Gaussian Elimination

\[\begin{bmatrix} 1 & 1 & 1 & Mg \\ 0 & a & a+b & \left( \frac {a+b} {2} \right) Mg \\ -a & 0 & b & \left( \frac {b-a} {2} \right) Mg \\ a+b & b & 0 & \left( \frac {a+b} {2} \right) Mg \end{bmatrix}\]

As we consider row reducing in this form, we can see that adding row 2 to row 4 and subtracting row 2 from row 3 gives:

\[\begin{bmatrix} 1 & 1 & 1 & Mg \\ 0 & a & a+b & \left( \frac {a+b} {2} \right) Mg \\ -a & -a & -a & -aMg \\ a+b & a+b & a+b & (a+b)Mg \end{bmatrix}\]

It looks like row 4 is just a linear combination of rows 1 and 2. We can zero row 4 out by dividing it by $ (a+b) $ and then subtracting row 1. Since we only needed 3 equations for 3 unknowns anyways lets just get rid of this one. Unfortunately, it also looks like row 3 is just a linear combination of rows 1 and 2. We can zero it out by dividing by $ -a $ and then subtracting row 1.

So it’s turned out that we really only had 2 equations for our 3 unknowns.

\[\begin{bmatrix} 1 & 1 & 1 & Mg \\ 0 & a & a+b & \left( \frac {a+b} {2} \right) Mg \\ 0 & 0 & 0 & 0 \\ \end{bmatrix}\]

We continue reducing by dividing row 2 by a.

\[\begin{bmatrix} 1 & 1 & 1 & Mg \\ 0 & 1 & \frac {a+b} {a} & \left( \frac {a+b} {2a} \right) Mg \\ 0 & 0 & 0 & 0 \\ \end{bmatrix}\]

Subtracting row 2 from row 1 takes us as far as we can go:

\[\begin{bmatrix} 1 & 0 & \frac {-b} {a} & \left( \frac {a-b} {2a} \right) Mg \\ 0 & 1 & \frac {a+b} {a} & \left( \frac {a+b} {2a} \right) Mg \\ 0 & 0 & 0 & 0 \\ \end{bmatrix}\]

So our system is singular, i.e. cannot be fully resolved. $ F_3 $ is a free variable and our solution is going to be parametric in terms of $ F_3 $:

\[\begin{align} F_1(f) &= \left( \frac {a-b} {a} \right) \frac {Mg} 2 + \frac b a f \tag{5} \label{eq:5} \\ F_2(f) &= \left( \frac {a+b} {a} \right) \left( \frac {Mg} 2 - f \right) \tag{6} \label{eq:6} \\ F_3(f) &= f \tag{7} \label{eq:7} \\ \end{align}\]

Exploring the Answer

So let’s play with this a bit. Let’s check if our prediction was right and see what happens if the inner support provides no force.

\[\begin{align} F_2(f) &= 0 \\ \left( \frac {a+b} {a} \right) \left( \frac {Mg} 2 - f \right) &= 0 \\ \left( \frac {Mg} 2 - f \right) &= 0 \\ f &= \frac {Mg} 2 \end{align}\]

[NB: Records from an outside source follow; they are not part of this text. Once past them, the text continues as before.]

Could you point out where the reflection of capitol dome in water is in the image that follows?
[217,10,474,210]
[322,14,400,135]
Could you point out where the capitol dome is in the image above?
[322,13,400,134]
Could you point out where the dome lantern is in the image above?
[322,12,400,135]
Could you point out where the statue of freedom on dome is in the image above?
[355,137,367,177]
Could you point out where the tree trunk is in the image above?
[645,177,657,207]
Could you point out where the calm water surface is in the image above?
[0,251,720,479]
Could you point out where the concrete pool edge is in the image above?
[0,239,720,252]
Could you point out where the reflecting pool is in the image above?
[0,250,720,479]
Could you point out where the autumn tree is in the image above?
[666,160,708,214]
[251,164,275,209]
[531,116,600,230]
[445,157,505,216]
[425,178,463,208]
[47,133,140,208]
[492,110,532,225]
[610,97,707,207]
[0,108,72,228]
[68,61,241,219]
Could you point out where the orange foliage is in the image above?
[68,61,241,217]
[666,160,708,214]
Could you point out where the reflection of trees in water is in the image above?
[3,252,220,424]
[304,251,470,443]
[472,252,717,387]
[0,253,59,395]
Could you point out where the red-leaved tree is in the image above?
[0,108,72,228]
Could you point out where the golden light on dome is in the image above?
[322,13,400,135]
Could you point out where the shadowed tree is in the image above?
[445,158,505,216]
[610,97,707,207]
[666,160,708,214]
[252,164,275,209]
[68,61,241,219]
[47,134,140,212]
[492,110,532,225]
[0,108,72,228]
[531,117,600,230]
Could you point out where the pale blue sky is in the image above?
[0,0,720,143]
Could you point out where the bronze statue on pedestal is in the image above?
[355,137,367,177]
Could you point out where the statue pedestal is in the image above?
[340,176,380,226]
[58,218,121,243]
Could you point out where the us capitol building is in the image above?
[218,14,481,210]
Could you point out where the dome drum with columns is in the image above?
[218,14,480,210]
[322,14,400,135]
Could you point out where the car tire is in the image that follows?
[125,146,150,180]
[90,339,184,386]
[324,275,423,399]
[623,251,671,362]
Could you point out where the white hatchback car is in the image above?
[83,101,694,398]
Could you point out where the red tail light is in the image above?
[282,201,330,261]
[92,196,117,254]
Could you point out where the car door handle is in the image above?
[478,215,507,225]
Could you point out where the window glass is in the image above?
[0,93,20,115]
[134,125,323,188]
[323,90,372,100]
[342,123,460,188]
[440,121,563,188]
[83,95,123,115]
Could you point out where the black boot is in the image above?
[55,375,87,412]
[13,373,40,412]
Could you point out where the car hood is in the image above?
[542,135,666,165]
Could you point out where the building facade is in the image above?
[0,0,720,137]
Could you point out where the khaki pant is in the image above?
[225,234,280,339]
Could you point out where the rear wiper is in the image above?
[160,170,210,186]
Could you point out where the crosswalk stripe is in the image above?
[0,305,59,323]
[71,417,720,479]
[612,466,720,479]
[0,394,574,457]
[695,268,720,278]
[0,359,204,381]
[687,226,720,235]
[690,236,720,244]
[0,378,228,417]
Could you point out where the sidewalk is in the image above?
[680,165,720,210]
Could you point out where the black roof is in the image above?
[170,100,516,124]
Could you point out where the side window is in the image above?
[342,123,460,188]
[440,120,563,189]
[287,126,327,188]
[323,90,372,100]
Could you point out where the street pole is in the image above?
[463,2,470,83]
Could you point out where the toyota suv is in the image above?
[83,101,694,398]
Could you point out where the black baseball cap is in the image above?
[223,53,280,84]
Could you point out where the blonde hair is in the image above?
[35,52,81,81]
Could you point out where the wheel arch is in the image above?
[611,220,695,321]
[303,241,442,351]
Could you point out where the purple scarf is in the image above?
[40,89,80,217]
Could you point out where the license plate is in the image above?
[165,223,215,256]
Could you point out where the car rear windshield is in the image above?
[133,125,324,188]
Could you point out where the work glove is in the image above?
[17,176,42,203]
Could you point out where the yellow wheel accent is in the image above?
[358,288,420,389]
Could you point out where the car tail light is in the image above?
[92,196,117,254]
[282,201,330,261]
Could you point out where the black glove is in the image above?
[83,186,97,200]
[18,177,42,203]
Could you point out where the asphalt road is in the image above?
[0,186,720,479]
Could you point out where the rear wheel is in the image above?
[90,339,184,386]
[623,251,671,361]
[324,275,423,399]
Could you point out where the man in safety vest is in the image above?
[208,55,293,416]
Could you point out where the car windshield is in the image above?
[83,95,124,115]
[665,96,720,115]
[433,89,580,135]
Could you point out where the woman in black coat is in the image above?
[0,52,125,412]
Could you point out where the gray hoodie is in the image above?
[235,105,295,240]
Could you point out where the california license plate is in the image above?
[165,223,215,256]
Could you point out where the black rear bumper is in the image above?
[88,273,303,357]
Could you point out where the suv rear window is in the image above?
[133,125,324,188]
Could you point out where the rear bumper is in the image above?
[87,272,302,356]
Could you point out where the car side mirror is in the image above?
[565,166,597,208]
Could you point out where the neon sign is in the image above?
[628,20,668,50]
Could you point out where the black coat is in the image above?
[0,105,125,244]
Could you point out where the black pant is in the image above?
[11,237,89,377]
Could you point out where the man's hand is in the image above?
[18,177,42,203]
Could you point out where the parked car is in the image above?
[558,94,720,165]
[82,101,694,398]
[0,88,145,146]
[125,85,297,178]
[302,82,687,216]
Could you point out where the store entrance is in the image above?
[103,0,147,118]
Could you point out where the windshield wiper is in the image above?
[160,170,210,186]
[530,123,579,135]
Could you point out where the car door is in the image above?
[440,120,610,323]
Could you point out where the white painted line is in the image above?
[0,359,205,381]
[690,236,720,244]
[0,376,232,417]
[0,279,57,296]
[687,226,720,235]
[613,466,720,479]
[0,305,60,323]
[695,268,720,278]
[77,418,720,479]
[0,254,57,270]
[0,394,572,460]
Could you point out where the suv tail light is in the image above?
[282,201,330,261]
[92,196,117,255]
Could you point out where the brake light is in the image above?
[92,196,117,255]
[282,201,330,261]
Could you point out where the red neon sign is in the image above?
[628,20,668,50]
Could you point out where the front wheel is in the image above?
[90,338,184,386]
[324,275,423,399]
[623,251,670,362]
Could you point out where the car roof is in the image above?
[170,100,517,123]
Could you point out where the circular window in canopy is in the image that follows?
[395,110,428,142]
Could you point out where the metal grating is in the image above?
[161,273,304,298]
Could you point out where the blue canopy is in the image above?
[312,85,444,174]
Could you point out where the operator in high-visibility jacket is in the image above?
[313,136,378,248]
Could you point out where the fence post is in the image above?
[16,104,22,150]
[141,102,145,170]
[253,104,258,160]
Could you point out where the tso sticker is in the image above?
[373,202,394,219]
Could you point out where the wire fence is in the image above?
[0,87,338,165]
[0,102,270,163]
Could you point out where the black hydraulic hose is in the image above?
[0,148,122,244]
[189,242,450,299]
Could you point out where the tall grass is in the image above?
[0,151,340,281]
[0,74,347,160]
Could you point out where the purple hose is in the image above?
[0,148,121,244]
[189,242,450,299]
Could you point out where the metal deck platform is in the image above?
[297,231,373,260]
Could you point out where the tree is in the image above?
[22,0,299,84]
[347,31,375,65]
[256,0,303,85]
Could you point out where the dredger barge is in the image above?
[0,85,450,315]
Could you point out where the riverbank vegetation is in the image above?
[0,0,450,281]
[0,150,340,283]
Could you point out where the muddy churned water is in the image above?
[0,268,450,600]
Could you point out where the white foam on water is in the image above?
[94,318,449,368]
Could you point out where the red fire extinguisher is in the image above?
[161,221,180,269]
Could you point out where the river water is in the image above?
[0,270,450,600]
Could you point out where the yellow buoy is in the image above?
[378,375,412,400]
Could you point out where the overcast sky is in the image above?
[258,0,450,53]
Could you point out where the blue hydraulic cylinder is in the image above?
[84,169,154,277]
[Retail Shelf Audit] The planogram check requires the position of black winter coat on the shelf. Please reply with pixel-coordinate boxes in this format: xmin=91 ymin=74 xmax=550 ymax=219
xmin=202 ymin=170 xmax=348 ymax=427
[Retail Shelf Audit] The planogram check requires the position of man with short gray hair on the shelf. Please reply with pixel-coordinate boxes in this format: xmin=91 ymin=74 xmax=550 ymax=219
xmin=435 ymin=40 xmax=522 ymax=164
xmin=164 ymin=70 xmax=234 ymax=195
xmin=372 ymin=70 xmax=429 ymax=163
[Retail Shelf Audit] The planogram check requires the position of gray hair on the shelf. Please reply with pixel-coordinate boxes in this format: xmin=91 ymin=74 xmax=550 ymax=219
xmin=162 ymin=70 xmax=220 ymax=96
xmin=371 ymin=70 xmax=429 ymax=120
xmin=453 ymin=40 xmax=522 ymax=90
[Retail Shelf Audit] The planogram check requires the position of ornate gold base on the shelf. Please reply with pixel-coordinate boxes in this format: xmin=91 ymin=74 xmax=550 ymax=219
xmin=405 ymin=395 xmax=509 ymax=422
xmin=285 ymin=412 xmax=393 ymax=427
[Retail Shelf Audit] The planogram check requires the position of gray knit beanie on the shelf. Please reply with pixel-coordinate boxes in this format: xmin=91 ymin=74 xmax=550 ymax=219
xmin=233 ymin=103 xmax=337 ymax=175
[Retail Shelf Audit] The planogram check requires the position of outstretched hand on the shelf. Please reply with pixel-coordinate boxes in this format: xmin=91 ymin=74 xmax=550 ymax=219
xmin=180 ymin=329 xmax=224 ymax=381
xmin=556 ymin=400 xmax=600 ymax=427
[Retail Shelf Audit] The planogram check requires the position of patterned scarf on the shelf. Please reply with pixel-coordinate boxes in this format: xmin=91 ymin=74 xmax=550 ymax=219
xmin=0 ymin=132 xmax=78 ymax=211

Plugging the value of $ f $ back in we find:

\[( F_1, F_2, F_3) = \left( \frac {Mg} 2, 0, \frac {Mg} 2 \right)\]

Just as we predicted!

What should happen if $ b = 0 $ ? $ F_1 $ should support the leftmost edge of the beam along with half of it’s weight, while $ F_2 $ and $ F_3 $ should support the rightmost edge and the other half of the beam. Let’s see if our solution works out that way…

\[\begin{align} F_1(f) &= \left( \frac {a-0} {a} \right) \frac {Mg} 2 + \frac 0 a f = \frac {Mg} 2 \\ F_2(f) &= \left( \frac {a+0} {a} \right) \left( \frac {Mg} 2 - f \right) = \frac {Mg} 2 - f \\ F_3(f) &= f \\ \end{align}\]

Sure enough it does!

\[( F_1, F_2, F_3) = \left( \frac {Mg} 2, \frac {Mg} 2 - f, f \right)\]

Why did we end up with only 2 equations and 3 unknowns?

We observed during elimination that:

  1. equations 1 and 2 could be combined to produce 3
  2. equations 1 and 2 could be combined to produce 4

So really, equations 2, 3 and 4 mathematically are different perspectives of the same thing. You can combine equation 1 and any one of the three moment equations to produce the other two.